WHITE SULPHUR SPRINGS - While some members of the 40-and-older crowd found themselves near the top of the leader board in the first couple of days at the Greenbrier Classic, a pair of young guns were firing bullets at Old White TPC's receptive greens as well.
Patrick Cantlay and Justin Thomas shot fine rounds Thursday and didn't exactly fall apart on Friday. After each shot an opening-round 67, Cantlay grinded out an even-par 70 and Thomas shot a 71, making them 3-under and 2-under, respectively, for the tournament.
But these greenhorns at The Greenbrier have a lot more in common than a few good rounds.
Cantlay, a two-time All American golfer at UCLA, turned pro back on June 19, but everyone in the golf world has long known his name. He finished as the top amateur on some of the biggest stages in golf, including this year's Masters and the 2011 U.S. Open.
The 20-year-old also holds the distinction of registering the lowest round ever in a PGA Tour event by an amateur, a 60 at the 2011 Travelers Championship.
Cantlay said the switch in status hasn't affected his game or mindset.
"I don't think there is [a difference]," Cantlay said. "I'm just trying to play golf the same. The game doesn't change at all. It's the same game plan."
But it does feel good to actually get paid at these things, right?
"Yeah it does," Cantlay said. "But like I said, I'm not really worried about that, I'm just trying to play well."

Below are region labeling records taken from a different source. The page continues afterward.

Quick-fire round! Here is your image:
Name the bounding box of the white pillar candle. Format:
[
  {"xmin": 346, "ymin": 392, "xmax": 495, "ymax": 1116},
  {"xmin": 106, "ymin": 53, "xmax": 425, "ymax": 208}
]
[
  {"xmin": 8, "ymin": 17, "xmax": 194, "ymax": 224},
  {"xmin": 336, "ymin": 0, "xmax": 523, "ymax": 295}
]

Playing two groups behind Cantlay's on Friday was amateur Thomas, who has taken college golf by storm in the past year.
As a freshman at Alabama, he won his first collegiate event and became the first Crimson Tide golfer to claim five wins in a season en route to winning the Haskins Award, given to the country's top collegiate golfer. Among his wins were the SEC individual championship and the NCAA Southeast Regional, both tournaments in which Thomas led Alabama to team wins.
Even as an amateur playing among the best in the world, Thomas' expectations remain high.